In a second sensitivity analysis, individuals in the control group who had received topical antifungal treatment prior to the index date were excluded. Under this restriction, a statistically significant association emerged between a positive dermatophyte PCR test and subsequent T2D (IRR=1.15, 95% CI: 1.08–1.23, p=0.001), with IR of 9.12 and 7.98 per 100 person-years in the exposed and unexposed groups, respectively. These findings suggest that misclassification of exposure in the control group may have attenuated the association in the primary analysis.

DISCUSSION

The central finding of our study showed no statistically significant association between PCR-confirmed dermatophyte infection of the feet or nails and subsequent risk of developing T2D in the primary analysis. This contrasts with the findings by Sinikumpu et al. (21), who reported that toe web abnormalities, such as maceration, erythema and vesicles, were associated with screen-detected diabetes and elevated HbA1c levels. The authors speculated that tinea pedis could explain many of these skin changes, although no microbiological testing was performed.

A key difference between the 2 studies lies in the exposure definition. Sinikumpu et al. prioritized identifying visible skin changes, arguing that these may be more relevant for preventive efforts than laboratory-confirmed diagnoses. In contrast, we defined our exposure as a positive PCR test for dermatophyte infection, as fungal infections are the most common skin infections among patients with T2D. This choice was further supported by the clinical descriptions provided in the Finnish study, where toe web changes were characterized as maceration, scaling, vesicles and localized erythema, features that are commonly seen in tinea pedis caused by dermatophytes (19). We also included onychomycosis in our exposure definition, as approximately one-third of patients with tinea pedis also have nail involvement. The majority of these infections were caused by T. rubrum or T. interdigitale (19, 30). However, it is important to note that other microorganisms may also contribute to skin changes in the toe web spaces of diabetic patients. A clinical study from Turkey comparing patients with T2D with healthy controls found Trichophyton species to be the most common pathogens but also identified non-dermatophyte fungi such as Trichosporon, Fusarium and Aspergillus spp (12). Bacterial infections can likewise be potential causes of skin changes. Importantly, this study reported no significant association between dermatophyte infection and HbA1c levels, duration of diabetes or body mass index (BMI). In contrast, a recent study from India identified a positive correlation between HbA1c levels and the number of affected nails in patients with onychomycosis (22).
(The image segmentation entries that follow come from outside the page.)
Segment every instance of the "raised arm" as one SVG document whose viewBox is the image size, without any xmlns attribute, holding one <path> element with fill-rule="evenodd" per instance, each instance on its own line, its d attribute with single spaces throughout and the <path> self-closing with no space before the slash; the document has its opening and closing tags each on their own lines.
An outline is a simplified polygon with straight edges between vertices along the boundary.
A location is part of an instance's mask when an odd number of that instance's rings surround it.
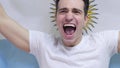
<svg viewBox="0 0 120 68">
<path fill-rule="evenodd" d="M 11 19 L 0 4 L 0 33 L 16 47 L 29 52 L 29 32 Z"/>
<path fill-rule="evenodd" d="M 120 32 L 119 32 L 119 38 L 118 38 L 118 52 L 120 53 Z"/>
</svg>

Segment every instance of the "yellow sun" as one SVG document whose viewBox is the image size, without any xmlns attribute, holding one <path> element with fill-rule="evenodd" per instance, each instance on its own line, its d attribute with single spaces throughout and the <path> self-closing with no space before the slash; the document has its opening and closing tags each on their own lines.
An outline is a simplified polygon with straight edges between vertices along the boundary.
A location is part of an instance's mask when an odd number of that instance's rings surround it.
<svg viewBox="0 0 120 68">
<path fill-rule="evenodd" d="M 56 0 L 53 0 L 53 1 L 54 1 L 54 3 L 51 3 L 52 7 L 50 7 L 50 9 L 52 10 L 50 12 L 50 14 L 51 14 L 50 18 L 52 19 L 51 22 L 55 22 L 55 13 L 56 13 L 56 7 L 55 7 Z M 98 15 L 98 13 L 96 12 L 98 9 L 96 8 L 97 4 L 94 4 L 94 1 L 95 0 L 90 0 L 90 2 L 89 2 L 90 6 L 89 6 L 89 10 L 88 10 L 88 22 L 85 25 L 85 27 L 83 28 L 83 30 L 86 33 L 88 33 L 88 30 L 92 31 L 92 28 L 95 27 L 94 24 L 97 24 L 97 22 L 95 20 L 98 19 L 96 16 L 96 15 Z M 54 26 L 56 26 L 56 24 Z"/>
</svg>

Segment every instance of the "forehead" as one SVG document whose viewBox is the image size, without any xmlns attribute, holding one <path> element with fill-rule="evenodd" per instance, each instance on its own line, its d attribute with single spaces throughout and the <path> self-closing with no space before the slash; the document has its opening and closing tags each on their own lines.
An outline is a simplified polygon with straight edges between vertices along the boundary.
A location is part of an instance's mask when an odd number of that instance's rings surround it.
<svg viewBox="0 0 120 68">
<path fill-rule="evenodd" d="M 83 9 L 84 2 L 83 2 L 83 0 L 60 0 L 58 3 L 58 9 L 60 9 L 60 8 Z"/>
</svg>

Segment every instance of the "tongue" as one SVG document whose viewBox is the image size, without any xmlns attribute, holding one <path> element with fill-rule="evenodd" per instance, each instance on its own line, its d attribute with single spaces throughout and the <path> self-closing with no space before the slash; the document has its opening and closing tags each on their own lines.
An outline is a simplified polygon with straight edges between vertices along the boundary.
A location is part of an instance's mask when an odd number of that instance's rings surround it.
<svg viewBox="0 0 120 68">
<path fill-rule="evenodd" d="M 75 32 L 75 30 L 73 28 L 66 28 L 65 29 L 65 33 L 67 35 L 72 35 Z"/>
</svg>

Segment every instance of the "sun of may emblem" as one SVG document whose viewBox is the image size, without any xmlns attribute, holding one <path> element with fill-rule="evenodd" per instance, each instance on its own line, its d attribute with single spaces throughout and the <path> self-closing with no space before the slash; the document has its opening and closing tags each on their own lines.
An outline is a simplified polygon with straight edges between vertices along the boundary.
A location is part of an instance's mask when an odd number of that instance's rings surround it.
<svg viewBox="0 0 120 68">
<path fill-rule="evenodd" d="M 53 0 L 54 3 L 51 3 L 51 16 L 50 18 L 52 19 L 51 22 L 55 22 L 55 13 L 56 13 L 56 5 L 55 5 L 55 1 Z M 95 0 L 90 0 L 90 6 L 89 6 L 89 10 L 88 10 L 88 22 L 85 25 L 85 27 L 83 28 L 84 32 L 88 34 L 88 31 L 92 31 L 92 28 L 94 28 L 94 24 L 97 24 L 97 22 L 95 21 L 97 18 L 98 13 L 96 12 L 98 9 L 96 8 L 97 4 L 94 3 Z M 55 23 L 54 23 L 55 24 Z M 54 25 L 56 26 L 56 24 Z M 84 33 L 83 32 L 83 33 Z"/>
</svg>

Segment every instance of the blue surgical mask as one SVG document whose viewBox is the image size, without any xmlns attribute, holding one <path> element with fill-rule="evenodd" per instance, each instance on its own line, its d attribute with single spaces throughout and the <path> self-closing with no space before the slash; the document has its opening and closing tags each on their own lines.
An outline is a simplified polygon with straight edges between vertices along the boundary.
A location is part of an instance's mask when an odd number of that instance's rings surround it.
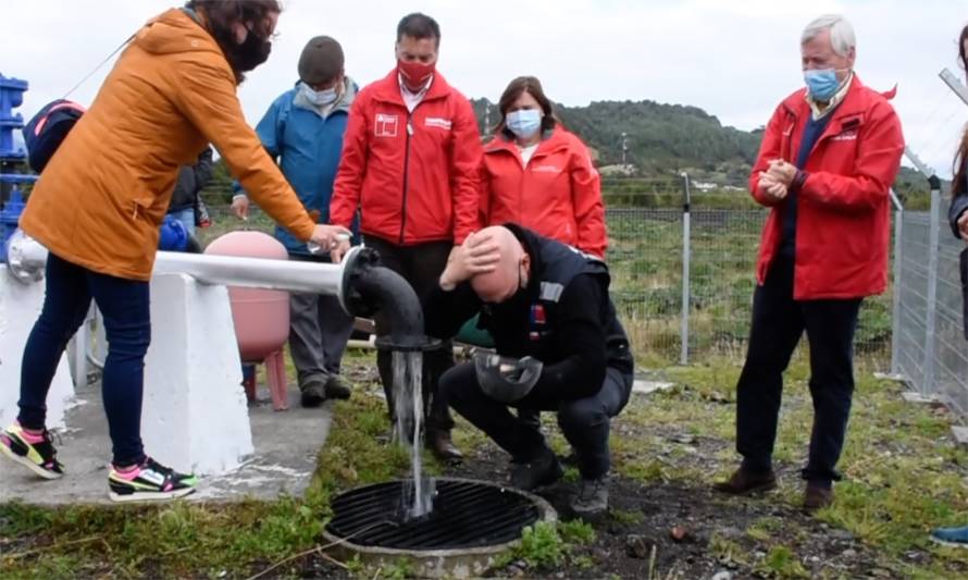
<svg viewBox="0 0 968 580">
<path fill-rule="evenodd" d="M 807 92 L 815 101 L 829 101 L 841 86 L 833 69 L 804 71 L 804 82 L 807 84 Z"/>
<path fill-rule="evenodd" d="M 336 87 L 327 88 L 325 90 L 313 90 L 312 87 L 310 87 L 306 83 L 302 83 L 302 95 L 309 100 L 309 102 L 315 104 L 317 107 L 326 107 L 327 104 L 333 104 L 339 97 L 339 95 L 336 92 Z"/>
<path fill-rule="evenodd" d="M 542 112 L 537 109 L 521 109 L 508 113 L 505 122 L 519 139 L 530 139 L 542 128 Z"/>
</svg>

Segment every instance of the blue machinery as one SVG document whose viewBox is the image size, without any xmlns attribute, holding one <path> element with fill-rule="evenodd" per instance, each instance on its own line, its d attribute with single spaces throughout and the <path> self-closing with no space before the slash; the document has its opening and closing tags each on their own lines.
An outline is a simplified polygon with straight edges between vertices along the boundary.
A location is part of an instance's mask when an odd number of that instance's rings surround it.
<svg viewBox="0 0 968 580">
<path fill-rule="evenodd" d="M 24 119 L 13 110 L 23 104 L 27 82 L 0 74 L 0 262 L 7 262 L 7 242 L 16 230 L 24 210 L 18 186 L 34 183 L 36 175 L 14 173 L 27 157 L 22 146 L 14 143 L 14 131 L 24 126 Z"/>
</svg>

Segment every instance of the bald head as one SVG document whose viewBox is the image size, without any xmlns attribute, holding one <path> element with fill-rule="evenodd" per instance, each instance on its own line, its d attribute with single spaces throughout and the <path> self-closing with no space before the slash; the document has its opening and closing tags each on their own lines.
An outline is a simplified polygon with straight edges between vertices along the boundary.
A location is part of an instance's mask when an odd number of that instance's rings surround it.
<svg viewBox="0 0 968 580">
<path fill-rule="evenodd" d="M 499 304 L 528 284 L 531 257 L 514 234 L 500 225 L 485 227 L 474 234 L 471 248 L 485 245 L 494 246 L 499 259 L 491 272 L 474 275 L 471 287 L 485 303 Z"/>
</svg>

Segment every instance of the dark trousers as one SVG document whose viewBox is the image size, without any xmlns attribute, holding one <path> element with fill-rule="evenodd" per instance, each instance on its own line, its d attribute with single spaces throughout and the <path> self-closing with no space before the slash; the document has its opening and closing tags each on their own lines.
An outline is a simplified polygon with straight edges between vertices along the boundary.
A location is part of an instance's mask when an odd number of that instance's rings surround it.
<svg viewBox="0 0 968 580">
<path fill-rule="evenodd" d="M 289 255 L 300 262 L 330 263 L 328 256 Z M 343 310 L 336 296 L 289 293 L 289 353 L 299 386 L 310 378 L 323 380 L 339 374 L 353 318 Z"/>
<path fill-rule="evenodd" d="M 17 420 L 27 429 L 45 427 L 50 383 L 91 298 L 104 316 L 109 344 L 101 393 L 114 465 L 129 466 L 145 458 L 141 397 L 145 354 L 151 341 L 147 282 L 99 274 L 53 254 L 48 257 L 47 296 L 24 348 Z"/>
<path fill-rule="evenodd" d="M 410 283 L 418 298 L 423 299 L 433 287 L 438 284 L 440 274 L 447 266 L 447 258 L 454 244 L 450 242 L 431 242 L 415 246 L 398 246 L 385 239 L 367 236 L 367 246 L 380 254 L 383 266 L 404 276 Z M 389 317 L 377 312 L 374 317 L 376 335 L 384 336 L 390 333 Z M 454 366 L 454 346 L 450 341 L 445 341 L 439 349 L 423 354 L 423 411 L 426 417 L 427 433 L 450 431 L 454 428 L 454 419 L 447 402 L 437 395 L 437 385 L 440 375 Z M 387 350 L 376 353 L 376 367 L 380 370 L 380 380 L 383 382 L 383 391 L 386 393 L 387 409 L 390 420 L 394 420 L 394 372 L 393 354 Z"/>
<path fill-rule="evenodd" d="M 814 430 L 803 477 L 829 484 L 844 445 L 854 393 L 854 331 L 860 298 L 794 300 L 793 261 L 778 258 L 753 295 L 753 328 L 736 386 L 736 449 L 752 471 L 771 467 L 783 371 L 806 330 Z"/>
<path fill-rule="evenodd" d="M 631 392 L 632 375 L 608 369 L 601 390 L 594 396 L 562 400 L 546 393 L 532 393 L 514 406 L 520 410 L 557 411 L 558 425 L 574 448 L 582 478 L 593 480 L 608 473 L 610 419 L 625 407 Z M 547 452 L 545 437 L 532 419 L 537 414 L 516 417 L 506 404 L 485 395 L 473 362 L 447 371 L 440 378 L 440 394 L 457 412 L 511 454 L 511 460 L 526 462 Z"/>
</svg>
Obesity is a shared risk factor for both fungal infections and T2D (31, 32). Due to data limitations in Danish health registries, we were unable to adjust for BMI. The Finnish study collected height and weight data, enabling calculation of BMI. They observed a significantly higher proportion of overweight and obese individuals among those with toe web changes and adjusted for this in their statistical models. Even after adjustment, the associations between skin changes and both oral glucose tolerance test (OGTT)-defined diabetes and elevated HbA1c remained statistically significant (23).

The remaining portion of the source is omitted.